Brainstorm with students all the words in this family, writing them on the board as the students respond. Once the students exhaust the options, demonstrate putting the words in sentences where the rhyming word comes last. Example: See the big, yellow cat.
As the students come up with sentences, write them on the board. After everyone has had an opportunity to create a sentence, explain that together, you will put the sentences into three line poems. Ask them to pick the first sentence to start. Add to that sentence until you have three lines. Example: See the big, yellow cat. He wears a green hat. Did he see the rat?
Once done, congratulate the students on writing their first poems.
Lesson Two: After spending time listening to and reading rhymes, present students with the opportunity to write independently a rhyming poem. Tell them that they will write a poem about a dog. With this poetry handout, the students fill-in the blanks with rhyming words that describe a dog. (The first sentence helps them begin their rhyme.) Allow them to draw a picture to go with their poem. Allow students to use two rhymes if they wish.
Lesson Three: Some poetry has a cadence, a rhythm that students enjoy tapping out on instruments. Collaborating with the music teacher, have students tap out the rhythm of a poem using percussion instruments. Have them practice some simple iambic pentameter (i.e., Mary had a little lamb...) before going on to other rhythms. Give a concert for other classes or parents.
Lesson Four: Explain how poems paint pictures in our minds with words. Ask the students to close their eyes while you read them a poem that uses imagery (Fog, by Carl Sandburg, for example). Read it two or three times slowly. Remind the students to keep their eyes closed. They are to picture what you are reading to them. Now, have the students draw a picture of what they "saw" as you read.
Lesson Five: Acrostics and lantern poems help students use their vocabulary and develop their language skills.

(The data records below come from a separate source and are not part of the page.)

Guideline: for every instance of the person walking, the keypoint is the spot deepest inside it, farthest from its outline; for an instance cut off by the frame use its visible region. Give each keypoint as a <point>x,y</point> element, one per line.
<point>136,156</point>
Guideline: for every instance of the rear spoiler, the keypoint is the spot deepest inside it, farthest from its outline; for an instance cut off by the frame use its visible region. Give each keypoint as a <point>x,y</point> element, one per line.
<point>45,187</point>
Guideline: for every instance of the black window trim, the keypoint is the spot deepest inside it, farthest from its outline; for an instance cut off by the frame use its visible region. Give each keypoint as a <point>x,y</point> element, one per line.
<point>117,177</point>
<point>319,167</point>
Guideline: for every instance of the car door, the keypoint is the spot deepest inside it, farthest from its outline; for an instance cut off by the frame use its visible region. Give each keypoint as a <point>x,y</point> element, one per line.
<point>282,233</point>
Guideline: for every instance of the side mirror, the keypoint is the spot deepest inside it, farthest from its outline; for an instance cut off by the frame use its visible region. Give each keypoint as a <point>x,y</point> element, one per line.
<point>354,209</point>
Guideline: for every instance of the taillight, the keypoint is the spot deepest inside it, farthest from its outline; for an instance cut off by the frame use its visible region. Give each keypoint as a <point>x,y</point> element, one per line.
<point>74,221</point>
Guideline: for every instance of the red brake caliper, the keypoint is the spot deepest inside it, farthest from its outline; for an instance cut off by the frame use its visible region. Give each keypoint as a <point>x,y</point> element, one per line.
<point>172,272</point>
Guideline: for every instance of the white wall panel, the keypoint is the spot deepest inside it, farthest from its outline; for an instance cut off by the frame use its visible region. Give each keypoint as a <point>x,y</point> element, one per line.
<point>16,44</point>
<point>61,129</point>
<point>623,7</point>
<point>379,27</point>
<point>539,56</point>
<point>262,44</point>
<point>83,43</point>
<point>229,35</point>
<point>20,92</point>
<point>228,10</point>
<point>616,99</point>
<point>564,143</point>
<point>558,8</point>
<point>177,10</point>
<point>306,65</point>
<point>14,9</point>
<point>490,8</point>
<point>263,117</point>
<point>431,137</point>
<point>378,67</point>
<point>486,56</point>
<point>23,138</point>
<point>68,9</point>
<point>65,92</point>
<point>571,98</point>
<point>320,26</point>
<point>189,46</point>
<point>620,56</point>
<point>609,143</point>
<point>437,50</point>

An acrostic can be assigned at any time across subject matter. An easy way to start is to have students make acrostics of their own names. Each letter of their name is a new word or phrase.
Eyes of blue
Lantern poems are shaped like Chinese lanterns as each line is centered. The following format is modified from the typical form to help students practice their vocabulary.
- Line 1: a noun
- Line 2: 2 -ly words describing line 1
- Line 3: 3 adjectives describing line 1
- Line 4: 4 -ing words describing line 1
- Line 5: a synonym for, or renaming of noun in line 1
Harvest of Verse
Hold a classroom celebration as the finale of this poetry unit of study for 1st grade. Display students work on the walls, have students demonstrate how to tap out rhythms, recite poems and share which poets the class enjoyed most.
Content is from author's experience.